Simply stated, the 2019 Act provides funding and leaves spending decisions to departments, within their specified expenditure allocations, despite the lack of a fully functioning devolved government. In doing so, it enables ongoing public service delivery in Northern Ireland for the remainder of the current financial year, which ends on 31st March 2020.
Next year’s public purse and recent political developments
Although not directly connected to the 2019 Act, three recent political developments in the UK are worth noting here, given their relevance to Northern Ireland’s public finances in future, in particular its 2020-21 Budget. These include:
- A one-year 2019 Spending Review,
- A cancelled 2019 Autumn Budget, and
- The call for Westminster elections.
One-year Spending Review 2019
Usually a UK Spending Review sets spending ceilings for the UK Government, for a three to four year interval. The typical pattern is the UK Government announcing its proposed overall (or ‘aggregate’) spending limits; and then it deciding on Departmental allocations, following on from talks between Treasury Ministers and other ministers.

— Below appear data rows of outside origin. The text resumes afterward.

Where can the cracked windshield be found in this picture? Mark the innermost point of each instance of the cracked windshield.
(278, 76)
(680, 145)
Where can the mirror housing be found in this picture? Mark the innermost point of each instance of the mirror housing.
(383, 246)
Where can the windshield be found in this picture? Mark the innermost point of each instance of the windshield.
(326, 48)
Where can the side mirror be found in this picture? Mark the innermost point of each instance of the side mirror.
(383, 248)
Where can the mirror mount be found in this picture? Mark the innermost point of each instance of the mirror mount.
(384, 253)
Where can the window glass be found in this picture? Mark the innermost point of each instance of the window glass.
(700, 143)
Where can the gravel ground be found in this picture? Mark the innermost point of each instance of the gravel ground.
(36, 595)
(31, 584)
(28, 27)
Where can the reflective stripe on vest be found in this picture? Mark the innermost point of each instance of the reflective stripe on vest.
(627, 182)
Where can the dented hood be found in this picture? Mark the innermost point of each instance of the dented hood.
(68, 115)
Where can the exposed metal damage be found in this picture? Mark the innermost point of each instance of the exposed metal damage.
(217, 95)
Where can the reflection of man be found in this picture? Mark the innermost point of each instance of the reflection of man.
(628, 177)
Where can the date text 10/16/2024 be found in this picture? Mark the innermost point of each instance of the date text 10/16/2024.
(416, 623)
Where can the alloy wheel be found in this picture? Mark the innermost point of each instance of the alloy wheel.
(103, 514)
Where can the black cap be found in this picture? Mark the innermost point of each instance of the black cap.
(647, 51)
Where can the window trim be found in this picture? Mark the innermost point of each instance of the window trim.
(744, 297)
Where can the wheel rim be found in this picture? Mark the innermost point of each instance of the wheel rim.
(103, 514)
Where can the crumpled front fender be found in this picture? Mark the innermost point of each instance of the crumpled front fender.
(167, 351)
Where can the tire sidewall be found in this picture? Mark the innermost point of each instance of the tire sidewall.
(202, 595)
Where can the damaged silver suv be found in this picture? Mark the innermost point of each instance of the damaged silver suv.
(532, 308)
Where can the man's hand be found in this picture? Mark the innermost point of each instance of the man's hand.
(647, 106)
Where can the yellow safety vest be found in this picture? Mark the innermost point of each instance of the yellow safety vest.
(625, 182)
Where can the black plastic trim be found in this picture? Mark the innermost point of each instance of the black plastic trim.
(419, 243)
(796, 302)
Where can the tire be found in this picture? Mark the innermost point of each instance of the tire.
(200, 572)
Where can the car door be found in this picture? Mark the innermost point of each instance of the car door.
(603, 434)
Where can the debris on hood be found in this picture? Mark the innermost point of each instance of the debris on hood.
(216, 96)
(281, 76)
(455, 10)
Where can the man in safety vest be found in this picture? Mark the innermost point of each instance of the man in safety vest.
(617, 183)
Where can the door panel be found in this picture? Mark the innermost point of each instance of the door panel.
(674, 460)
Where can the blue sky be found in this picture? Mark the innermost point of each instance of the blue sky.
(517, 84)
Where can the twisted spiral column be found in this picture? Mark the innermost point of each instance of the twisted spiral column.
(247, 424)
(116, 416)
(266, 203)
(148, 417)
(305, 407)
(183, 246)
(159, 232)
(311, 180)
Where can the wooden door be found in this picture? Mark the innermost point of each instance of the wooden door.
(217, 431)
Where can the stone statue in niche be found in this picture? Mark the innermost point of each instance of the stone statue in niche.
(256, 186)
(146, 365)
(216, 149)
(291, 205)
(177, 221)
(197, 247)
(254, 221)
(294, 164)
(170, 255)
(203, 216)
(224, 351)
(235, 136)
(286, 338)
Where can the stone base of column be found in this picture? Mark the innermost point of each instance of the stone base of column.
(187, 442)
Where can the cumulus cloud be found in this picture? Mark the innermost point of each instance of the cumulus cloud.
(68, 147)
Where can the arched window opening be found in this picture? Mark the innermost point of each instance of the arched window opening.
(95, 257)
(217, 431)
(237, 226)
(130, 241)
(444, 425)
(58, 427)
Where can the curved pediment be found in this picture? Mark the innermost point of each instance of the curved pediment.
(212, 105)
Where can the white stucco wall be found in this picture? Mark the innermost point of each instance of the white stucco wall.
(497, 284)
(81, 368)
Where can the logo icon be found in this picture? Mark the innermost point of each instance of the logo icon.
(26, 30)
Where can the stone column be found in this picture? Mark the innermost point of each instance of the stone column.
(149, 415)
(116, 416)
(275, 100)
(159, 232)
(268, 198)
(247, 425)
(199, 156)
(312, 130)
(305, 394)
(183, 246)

In September 2019, the then UK Government decided to have a single, not the usual multi-year Spending Review. It apparently did this to bring financial certainty while delivering Brexit. The Chairperson of the Office of Budget Responsibility wrote to the Treasury Select Committee, explaining that Spending Round 2019 was unusual because:
…it covers only on full fiscal year (2020-21); second, the aggregate limits and departmental allocations have been announced together.
The Chairperson’s letter continued, stating that this was because the UK Government wanted to give:
…departments and the devolved administrations the financial certainty needed to focus on delivering Brexit on 31 October.
So, rather than produce a multi-year plan as usual, the Treasury produced a single-year ‘stop-gap’ Spending Round.
Nonetheless, it is worth noting that the 2019 Spending Round did deliver just over £400 million in extra spending power for Northern Ireland in 2020-21, compared to the current year. However, further legislation is required to authorise, allocate and spend that money in the next financial year; and of course, the outcome of the ongoing UK General Election (see below) could affect the amount.
Cancellation of the 2019 Autumn Budget
A further political development is the UK Chancellor’s cancellation of the Autumn Budget on 6 November 2019, due to ongoing political uncertainty arising from Brexit. It seems reasonable to think that the new Government will revisit the lack of an Autumn Budget soon after taking office.
Call for Westminster elections
At the end of October 2019, the UK Government called for a General Election and the dissolution of Westminster. Subsequent to the awaited results of the December vote, the newly elected UK Government will focus its attention on public spending and taxation, making decisions for the upcoming financial year and thereafter, while factoring in a vast array of considerations, such as Brexit and Northern Ireland political circumstances.
So for now, we pause, and await the details of Northern Ireland’s public purse for 2020-21 and beyond.